Over time, he became an expert on contemporary trends in social work in the Anglo-Saxon area. In 1919, with several influential figures in Belgium, he decided to found the first national training institute for social workers. This is how the Ecole centrale d'application de service social (later: Institut d'études sociales d'Etat ) was founded in Brussels. In 1924 he went to Chile, where he gave lectures on issues of social medicine and initiated social education in that country.

In 1919, the League of Red Cross Societies was founded, and he was appointed secretary-general in 1921. In July 1928, he was the chief organiser and secretary-general of the First International Social Work Conference in Paris. In addition to an extensive edition of conference papers, which were published in three volumes, René Sand gathered his knowledge of international social work and its contemporary trends in the author's publication Le service social à travers le monde from 1931. In the interwar period, he developed an extensive publishing activity.

In 1936, he became a doctor at the criminological institute of the Free University of Brussels. However, he continued to work in the field of social work. In the permanent organisation that became the International Council on Social Welfare (ICSW). He took the position of ICSW secretary general from 1928 to 1932. He participated in the organization of the Second International Conference of Social Work, which took place in Frankfurt am Main in 1932. From 1930 to the outbreak of World War II, he worked at the Belgian Ministry of Health.

Due to the German occupation of Belgium, he lost his professorship and was arrested by the Gestapo in September 1944. Together with his son-in-law, he was sent to Brauweiler near Cologne, and then was imprisoned in Plansee, Tyrol (subcamp of KL Dachau). He was freed on 29 April 1945 by American troops. He returned to Brussels and, with the support of the Rockefeller Foundation, succeeded in creating the first academic chair for the history of medicine and social medicine at the Free University of Brussels, which he was offered to chair in 1945.

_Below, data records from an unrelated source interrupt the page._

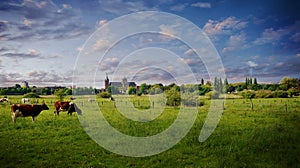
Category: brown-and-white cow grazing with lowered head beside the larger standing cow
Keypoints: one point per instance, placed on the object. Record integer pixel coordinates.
(66, 106)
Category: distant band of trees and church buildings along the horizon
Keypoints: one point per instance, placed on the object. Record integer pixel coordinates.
(287, 87)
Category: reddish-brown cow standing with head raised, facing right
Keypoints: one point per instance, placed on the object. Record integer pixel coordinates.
(26, 110)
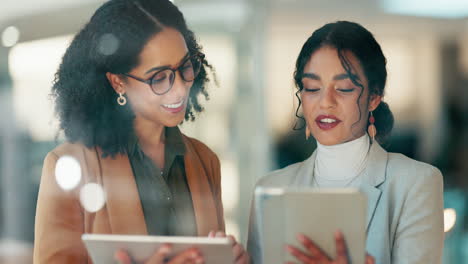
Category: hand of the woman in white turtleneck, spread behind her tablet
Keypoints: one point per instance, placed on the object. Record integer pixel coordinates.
(315, 254)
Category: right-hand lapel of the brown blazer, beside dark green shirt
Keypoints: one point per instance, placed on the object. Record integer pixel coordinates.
(202, 196)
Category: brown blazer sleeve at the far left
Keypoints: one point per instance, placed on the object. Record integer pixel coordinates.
(59, 221)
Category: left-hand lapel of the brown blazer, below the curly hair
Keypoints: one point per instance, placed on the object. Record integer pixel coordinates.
(123, 200)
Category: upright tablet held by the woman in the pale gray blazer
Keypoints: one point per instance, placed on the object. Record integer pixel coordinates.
(282, 213)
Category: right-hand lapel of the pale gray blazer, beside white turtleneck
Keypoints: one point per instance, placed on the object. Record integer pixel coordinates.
(373, 177)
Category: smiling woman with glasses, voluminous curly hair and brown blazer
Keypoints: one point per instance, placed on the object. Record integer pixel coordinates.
(129, 78)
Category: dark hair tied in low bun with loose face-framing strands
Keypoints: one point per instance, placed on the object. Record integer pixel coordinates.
(350, 36)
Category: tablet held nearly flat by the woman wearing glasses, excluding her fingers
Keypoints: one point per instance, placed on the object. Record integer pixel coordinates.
(102, 247)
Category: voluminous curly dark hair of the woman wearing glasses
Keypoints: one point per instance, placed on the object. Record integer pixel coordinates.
(111, 41)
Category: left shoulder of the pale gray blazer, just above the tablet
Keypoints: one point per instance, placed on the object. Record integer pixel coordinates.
(281, 177)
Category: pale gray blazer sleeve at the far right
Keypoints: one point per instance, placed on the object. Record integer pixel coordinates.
(419, 237)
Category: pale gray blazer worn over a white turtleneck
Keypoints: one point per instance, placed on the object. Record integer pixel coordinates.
(405, 207)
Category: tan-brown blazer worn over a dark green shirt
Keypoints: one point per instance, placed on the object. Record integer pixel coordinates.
(61, 219)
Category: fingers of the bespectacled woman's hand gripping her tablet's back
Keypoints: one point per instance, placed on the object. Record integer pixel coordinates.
(188, 256)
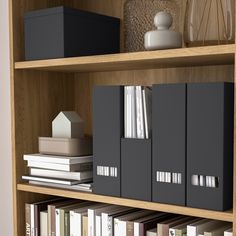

Sand was one of the founders of the International Association of Schools of Social Work (IASSW) and became its president from 1946 to 1953. In 1950, he was appointed chairman of the committee of experts whose aim was to create the World Health Organization (WHO), to which he made a significant contribution and was awarded the Léon Bernard Foundation Prize in 1951.

He was active until the end of his life, and shortly before his death (at the age of 75), he visited the 6th International Social Work Conference held in Madras and published his well-known book The Advance to Social Medicine in 1952. He died unexpectedly on 23 August 1953 in Brussels.

In 1954, the René Sand Prize was founded to commemorate his merits, awarded to a social organization or individual every two years for significant contributions to social work.

== Personal life ==
In 1900, he married Marie-Thérèse Joris, and had three sons and a daughter.